Problem
Minimum O/S ulimit settings detected during a NetBackup install or upgrade.
The ulimit settings are most crucial on primary and media servers that execute many hundreds of simultaneously backup or restore jobs.
Settings that are too low will cause application faults and job failures once the concurrent job load exceeds the resources allowed to be consumed by the processes. A host may run without issue for months or years, but then begin to fail once the load increases sufficiently.
The warning below can be ignored on most NetBackup client hosts unless the ulimit value is less than 1024 or the concurrent job/stream count is >10 .
Error Message
The following check may fail during either NetBackup install or NetBackup upgrade:
not ok ulimit_nofiles: nofiles ulimit <value> is too low.
NetBackup Master and Media Server processes may run slower if they are
limited to fewer than 8000 open file descriptors. This test runs
'ulimit -n' and checks that the result is at least 8000 on NetBackup
servers. See
https://www.veritas.com/support/en_US/article.TECH75332
for more information.
The following error message may be displayed or logged at other times:
Resource temporarily unavailable
Solution
The operating system (O/S) must be configured to allow NetBackup programs to utilize sufficient O/S resources to run the configured job load. The error above is specific to:
- Open files per process (nofile); recommended to be at least 8192 (soft) and 65536 (hard), never to unlimited.
Related file and process resources can also be reviewed and adjusted at the same time.

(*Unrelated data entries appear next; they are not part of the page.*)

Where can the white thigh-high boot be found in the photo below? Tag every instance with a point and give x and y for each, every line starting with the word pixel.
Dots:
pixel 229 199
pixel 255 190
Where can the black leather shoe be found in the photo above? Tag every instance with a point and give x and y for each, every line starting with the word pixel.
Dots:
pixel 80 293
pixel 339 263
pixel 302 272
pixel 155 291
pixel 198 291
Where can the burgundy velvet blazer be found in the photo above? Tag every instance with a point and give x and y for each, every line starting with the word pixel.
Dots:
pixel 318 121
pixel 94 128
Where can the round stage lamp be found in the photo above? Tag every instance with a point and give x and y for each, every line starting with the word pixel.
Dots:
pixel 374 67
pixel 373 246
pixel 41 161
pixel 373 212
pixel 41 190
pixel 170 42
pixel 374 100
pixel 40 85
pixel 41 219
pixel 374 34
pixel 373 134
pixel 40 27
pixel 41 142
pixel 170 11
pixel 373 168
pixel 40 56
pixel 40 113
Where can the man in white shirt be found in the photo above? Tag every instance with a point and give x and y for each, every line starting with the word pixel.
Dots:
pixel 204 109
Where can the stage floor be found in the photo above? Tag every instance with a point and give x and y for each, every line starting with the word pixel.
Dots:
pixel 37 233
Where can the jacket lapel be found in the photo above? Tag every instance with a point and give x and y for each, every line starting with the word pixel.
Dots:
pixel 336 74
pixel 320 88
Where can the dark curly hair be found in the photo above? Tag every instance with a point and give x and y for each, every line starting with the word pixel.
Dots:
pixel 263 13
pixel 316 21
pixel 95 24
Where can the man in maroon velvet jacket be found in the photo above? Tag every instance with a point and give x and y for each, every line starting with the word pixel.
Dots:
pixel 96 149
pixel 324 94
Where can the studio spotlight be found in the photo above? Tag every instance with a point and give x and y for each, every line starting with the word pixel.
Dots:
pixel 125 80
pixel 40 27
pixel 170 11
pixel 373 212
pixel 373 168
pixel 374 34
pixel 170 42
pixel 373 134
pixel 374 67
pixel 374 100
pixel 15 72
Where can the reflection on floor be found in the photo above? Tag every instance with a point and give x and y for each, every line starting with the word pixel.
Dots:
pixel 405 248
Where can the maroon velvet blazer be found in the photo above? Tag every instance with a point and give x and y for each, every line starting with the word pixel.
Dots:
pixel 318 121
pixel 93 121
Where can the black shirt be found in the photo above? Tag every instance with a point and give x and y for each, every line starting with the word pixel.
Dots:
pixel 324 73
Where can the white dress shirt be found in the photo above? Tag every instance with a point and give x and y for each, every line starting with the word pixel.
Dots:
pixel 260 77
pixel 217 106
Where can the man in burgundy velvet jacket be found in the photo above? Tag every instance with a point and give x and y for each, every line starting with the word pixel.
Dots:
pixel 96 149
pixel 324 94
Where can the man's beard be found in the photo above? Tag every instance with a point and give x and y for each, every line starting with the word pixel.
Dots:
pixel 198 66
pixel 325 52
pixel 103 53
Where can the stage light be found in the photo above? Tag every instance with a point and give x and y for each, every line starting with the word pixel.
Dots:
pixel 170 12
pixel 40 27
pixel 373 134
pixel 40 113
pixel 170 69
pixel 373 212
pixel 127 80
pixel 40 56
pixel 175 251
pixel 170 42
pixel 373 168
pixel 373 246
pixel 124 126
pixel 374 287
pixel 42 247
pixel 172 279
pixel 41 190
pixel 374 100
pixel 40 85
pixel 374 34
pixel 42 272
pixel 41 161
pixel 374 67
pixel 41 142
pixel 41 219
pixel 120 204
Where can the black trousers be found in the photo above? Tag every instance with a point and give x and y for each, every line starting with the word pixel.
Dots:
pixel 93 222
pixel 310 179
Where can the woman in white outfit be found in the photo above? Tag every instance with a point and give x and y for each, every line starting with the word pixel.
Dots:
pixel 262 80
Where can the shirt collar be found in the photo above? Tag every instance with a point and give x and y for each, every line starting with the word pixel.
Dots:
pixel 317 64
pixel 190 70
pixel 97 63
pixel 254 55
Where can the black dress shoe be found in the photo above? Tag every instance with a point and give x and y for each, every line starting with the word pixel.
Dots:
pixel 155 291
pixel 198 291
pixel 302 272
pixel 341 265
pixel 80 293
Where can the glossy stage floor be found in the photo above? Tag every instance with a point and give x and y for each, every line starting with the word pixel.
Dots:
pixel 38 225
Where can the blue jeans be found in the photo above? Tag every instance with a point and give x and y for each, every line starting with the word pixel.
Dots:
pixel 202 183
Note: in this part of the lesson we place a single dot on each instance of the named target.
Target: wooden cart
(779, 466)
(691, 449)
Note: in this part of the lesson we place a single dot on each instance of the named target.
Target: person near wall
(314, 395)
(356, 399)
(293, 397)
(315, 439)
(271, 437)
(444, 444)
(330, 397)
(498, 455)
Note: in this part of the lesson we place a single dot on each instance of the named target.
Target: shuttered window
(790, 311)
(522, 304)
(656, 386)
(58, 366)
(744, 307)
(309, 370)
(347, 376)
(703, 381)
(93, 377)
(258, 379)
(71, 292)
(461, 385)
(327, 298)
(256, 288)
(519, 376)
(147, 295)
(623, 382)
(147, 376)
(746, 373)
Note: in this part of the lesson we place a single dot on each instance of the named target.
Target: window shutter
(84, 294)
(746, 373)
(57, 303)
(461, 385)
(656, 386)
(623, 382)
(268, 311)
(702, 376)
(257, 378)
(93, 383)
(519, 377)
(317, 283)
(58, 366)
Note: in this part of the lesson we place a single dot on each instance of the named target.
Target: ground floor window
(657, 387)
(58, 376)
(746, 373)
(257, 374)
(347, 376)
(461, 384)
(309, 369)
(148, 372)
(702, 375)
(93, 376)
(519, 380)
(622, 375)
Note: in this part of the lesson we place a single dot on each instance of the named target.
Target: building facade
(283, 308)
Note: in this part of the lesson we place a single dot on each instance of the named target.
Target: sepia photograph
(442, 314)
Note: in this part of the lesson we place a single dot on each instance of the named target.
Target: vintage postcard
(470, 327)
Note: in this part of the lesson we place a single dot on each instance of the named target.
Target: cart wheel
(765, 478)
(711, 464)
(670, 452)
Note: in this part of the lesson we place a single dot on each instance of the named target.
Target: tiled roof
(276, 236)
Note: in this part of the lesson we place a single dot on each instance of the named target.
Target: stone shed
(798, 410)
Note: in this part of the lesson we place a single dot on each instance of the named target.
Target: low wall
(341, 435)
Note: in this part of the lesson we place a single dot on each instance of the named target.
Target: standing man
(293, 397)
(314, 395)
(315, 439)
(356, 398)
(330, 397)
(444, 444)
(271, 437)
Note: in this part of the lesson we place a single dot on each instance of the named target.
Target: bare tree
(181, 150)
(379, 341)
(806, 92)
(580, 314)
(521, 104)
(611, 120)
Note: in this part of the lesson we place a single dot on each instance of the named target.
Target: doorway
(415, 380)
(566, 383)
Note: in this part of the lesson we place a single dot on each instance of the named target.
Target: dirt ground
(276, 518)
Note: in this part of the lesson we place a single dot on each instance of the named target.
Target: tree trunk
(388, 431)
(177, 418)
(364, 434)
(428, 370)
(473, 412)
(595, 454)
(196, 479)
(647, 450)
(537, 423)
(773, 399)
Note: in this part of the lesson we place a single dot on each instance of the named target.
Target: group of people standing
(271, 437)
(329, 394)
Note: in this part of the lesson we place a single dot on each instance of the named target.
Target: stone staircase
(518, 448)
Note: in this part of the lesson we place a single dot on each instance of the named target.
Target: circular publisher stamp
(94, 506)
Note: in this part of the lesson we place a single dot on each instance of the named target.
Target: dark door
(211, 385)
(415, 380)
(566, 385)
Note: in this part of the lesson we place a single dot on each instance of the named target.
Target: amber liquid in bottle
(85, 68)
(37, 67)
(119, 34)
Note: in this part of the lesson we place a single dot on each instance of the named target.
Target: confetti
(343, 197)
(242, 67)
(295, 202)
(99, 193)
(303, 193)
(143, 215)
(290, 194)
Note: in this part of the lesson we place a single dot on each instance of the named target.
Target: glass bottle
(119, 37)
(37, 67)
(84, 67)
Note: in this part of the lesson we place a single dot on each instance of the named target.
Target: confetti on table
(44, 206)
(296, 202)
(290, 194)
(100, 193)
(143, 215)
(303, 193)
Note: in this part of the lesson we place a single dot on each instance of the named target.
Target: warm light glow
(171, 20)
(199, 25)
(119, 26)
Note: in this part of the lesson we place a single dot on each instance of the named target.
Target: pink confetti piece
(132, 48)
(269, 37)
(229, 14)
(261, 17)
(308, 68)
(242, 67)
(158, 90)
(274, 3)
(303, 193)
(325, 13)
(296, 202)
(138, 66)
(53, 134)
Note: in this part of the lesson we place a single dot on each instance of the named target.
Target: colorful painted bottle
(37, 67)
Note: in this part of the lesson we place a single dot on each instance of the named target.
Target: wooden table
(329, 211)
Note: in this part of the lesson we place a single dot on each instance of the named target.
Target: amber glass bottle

- Number of processes and threads per user (nproc); recommended to be at least 65536, for nbwmc across Flex containers.
- Maximum file size (fsize); recommended to be unlimited, never less than 500 GB.
Note: These resource limits are relevant to the root user, and also to the WEBSVC_USER (NetBackup 8.1+), and also to the SERVICE_USER (NetBackup 9.1+).
When are the ulimit settings for a process determined?
At process startup, soft and hard resource limits are granted by the operating system. Thus, changing the limits involves changing the runtime environment before a process is started. Accordingly, be very aware of both ‘when’ and ‘how’ NetBackup processes are started on the host.
- From the system boot or reboot environment.
- From a clustering technology using a cluster, node, or resource on-line script, such as Veritas Cluster Server.
- Via an independent service group (Linux systemctl) or in association with a resource group (Solaris project).
- From a user login shell environment, by manual execution of a startup script:
/usr/openv/netbackup/bin/goodies/netbackup
/usr/openv/netbackup/bin/bp.start_all - From a user login shell environment, by manual execution of an individual program: initbprd, initbpdbm, bpcd -standalone, etc.
Note: After startup, processes can change their current allocation up to the hard limit imposed by the operating system but may not use additional resources. Processes can also change their current allocation to a lower value, but thereafter cannot raise them. NetBackup services that require significant resources will, upon startup, request to set nofile to 8192 or 65336 or other value as appropriate for their needs. The hard limit must be high enough to allow the request to succeed or the process may subsequently fail if the resource limit is reached.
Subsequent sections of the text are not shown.